GOT ANY SCABS?! They could be worth gold
Why HELLO, it’s me! The Scab Fairy!

Title: Deadtime Stories #17 – Faerie Tale, a.k.a. “Reject Ridge High”

Author: A.G. Cascone, a.k.a. Annette and Gina Cascone

Cover Artist: Mark Fredrickson

Tagline: This is no tooth fairy!

Summary: Who’s watching while you sleep?

The first time Colin saw the tooth fairy was after he’d lost his first baby tooth.

His parents laughed when he told them. They said it must have been his imagination. Kids never really see the tooth fairy.

But Colin kept seeing her every time he lost a tooth. And even though it was a little spooky to actually see a fairy, he still kind of liked it and felt pretty special.

But now that he’s older, Colin is starting to see other fairies in his room at night. Some of them are pretty scary looking. And they’re starting to take a lot more than baby teeth!

Before he knows it, Colin finds himself stuck in a truly grim fairy tale. And he doesn’t have much time to figure out how to escape.

Initial Thoughts

This month for Point Horror I’ve planned out a small fairy tale theme for my recaps. I decided on this months ago when I realized this month’s “Graveyard School” would be “Jack and the Beanstalker.” Well, even though with all the delays I’ve stuck to my decision. I never really get to talk about my interest in fairy tales so I saw this as a fun change of pace and a good way to start the new year.

“Faerie Tale” is the last of the Deadtime Stories series and it’s one of the more difficult entries to find.
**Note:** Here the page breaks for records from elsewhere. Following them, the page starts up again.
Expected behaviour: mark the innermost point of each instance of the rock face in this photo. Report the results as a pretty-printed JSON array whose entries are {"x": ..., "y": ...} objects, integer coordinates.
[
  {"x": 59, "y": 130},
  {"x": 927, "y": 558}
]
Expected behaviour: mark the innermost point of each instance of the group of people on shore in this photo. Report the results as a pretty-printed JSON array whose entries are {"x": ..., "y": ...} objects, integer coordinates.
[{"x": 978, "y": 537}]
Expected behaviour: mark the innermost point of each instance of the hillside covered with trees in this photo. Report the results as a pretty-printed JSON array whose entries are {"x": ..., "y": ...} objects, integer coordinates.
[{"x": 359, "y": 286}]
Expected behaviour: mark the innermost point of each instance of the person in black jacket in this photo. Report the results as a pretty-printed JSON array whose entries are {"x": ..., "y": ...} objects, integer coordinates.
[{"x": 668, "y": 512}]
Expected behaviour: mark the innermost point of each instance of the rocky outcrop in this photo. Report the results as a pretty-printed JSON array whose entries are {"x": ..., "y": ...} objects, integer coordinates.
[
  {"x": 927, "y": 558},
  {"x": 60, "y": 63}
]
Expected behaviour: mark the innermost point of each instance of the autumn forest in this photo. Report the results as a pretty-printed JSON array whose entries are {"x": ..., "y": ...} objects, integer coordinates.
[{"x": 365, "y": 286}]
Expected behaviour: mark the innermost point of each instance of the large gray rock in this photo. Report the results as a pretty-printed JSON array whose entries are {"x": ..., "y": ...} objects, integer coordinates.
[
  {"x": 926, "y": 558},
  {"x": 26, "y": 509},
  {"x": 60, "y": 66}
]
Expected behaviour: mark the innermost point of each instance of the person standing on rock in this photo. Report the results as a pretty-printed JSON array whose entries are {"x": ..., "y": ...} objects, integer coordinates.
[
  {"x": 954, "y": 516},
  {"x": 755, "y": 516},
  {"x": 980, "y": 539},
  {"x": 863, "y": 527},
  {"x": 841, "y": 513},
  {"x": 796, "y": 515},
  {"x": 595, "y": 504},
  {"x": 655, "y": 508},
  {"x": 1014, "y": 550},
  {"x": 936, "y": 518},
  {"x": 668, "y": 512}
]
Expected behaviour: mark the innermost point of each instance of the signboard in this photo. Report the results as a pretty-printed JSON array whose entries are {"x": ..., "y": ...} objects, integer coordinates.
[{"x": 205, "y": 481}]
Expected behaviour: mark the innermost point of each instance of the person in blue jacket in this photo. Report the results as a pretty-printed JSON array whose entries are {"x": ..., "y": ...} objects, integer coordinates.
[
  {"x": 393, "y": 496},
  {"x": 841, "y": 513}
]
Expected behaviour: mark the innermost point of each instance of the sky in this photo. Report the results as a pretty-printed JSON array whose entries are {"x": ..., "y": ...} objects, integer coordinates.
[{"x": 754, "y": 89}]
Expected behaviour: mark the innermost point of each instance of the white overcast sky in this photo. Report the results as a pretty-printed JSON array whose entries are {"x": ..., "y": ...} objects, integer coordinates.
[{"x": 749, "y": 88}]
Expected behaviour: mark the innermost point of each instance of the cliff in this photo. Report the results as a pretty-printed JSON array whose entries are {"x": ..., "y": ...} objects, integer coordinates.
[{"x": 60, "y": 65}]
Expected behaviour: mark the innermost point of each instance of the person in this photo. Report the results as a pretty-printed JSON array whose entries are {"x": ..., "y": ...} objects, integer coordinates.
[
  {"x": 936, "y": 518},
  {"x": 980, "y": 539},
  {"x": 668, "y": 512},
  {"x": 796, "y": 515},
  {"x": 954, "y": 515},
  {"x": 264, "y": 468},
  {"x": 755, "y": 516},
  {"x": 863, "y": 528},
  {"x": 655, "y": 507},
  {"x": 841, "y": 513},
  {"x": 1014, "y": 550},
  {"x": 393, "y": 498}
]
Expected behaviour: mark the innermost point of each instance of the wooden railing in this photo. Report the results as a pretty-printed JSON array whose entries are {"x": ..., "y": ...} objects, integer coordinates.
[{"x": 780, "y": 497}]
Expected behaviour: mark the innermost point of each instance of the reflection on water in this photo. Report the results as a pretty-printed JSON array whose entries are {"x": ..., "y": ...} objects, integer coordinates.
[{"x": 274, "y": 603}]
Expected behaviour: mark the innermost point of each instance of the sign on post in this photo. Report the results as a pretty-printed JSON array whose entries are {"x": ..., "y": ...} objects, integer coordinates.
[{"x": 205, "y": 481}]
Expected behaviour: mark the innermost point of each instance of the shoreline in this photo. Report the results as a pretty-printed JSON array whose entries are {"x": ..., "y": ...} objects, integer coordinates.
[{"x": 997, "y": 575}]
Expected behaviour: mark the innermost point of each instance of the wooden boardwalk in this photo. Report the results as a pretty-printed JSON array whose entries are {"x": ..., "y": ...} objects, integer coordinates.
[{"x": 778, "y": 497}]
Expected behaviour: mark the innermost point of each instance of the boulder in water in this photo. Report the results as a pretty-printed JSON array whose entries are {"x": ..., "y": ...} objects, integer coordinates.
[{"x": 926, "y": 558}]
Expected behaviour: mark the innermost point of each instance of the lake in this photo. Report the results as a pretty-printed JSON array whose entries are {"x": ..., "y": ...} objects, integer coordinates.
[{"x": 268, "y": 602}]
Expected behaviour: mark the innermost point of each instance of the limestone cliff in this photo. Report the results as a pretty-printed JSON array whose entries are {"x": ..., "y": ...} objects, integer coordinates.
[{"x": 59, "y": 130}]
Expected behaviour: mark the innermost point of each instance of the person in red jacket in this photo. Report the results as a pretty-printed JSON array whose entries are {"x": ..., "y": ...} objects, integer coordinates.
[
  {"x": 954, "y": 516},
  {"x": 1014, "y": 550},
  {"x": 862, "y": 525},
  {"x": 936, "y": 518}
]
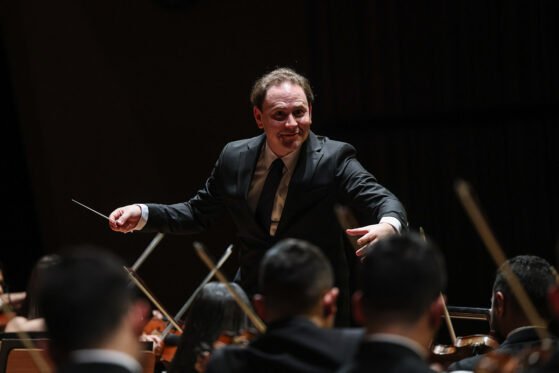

People used to charge ridiculous prices for it on Amazon, but I got lucky last summer and found a cheap copy. Now I’m sure you all remember how awful “Grandpa’s Monster Movies” was, but this book is a delight. In fact it’s one of the funniest YA horror books I’ve ever read. I’m sure part of that comes from my fascination with fairy tales, yet I won’t spoil all that happens.

Suffice to say though, the summaries aren’t exactly truthful over what happens in this book. I was always under the impression “Faerie Tale” was about a kid who could see fairies all his life, and as he got older they started to turn more malevolent and creepy looking. That’s not what happens at ALL.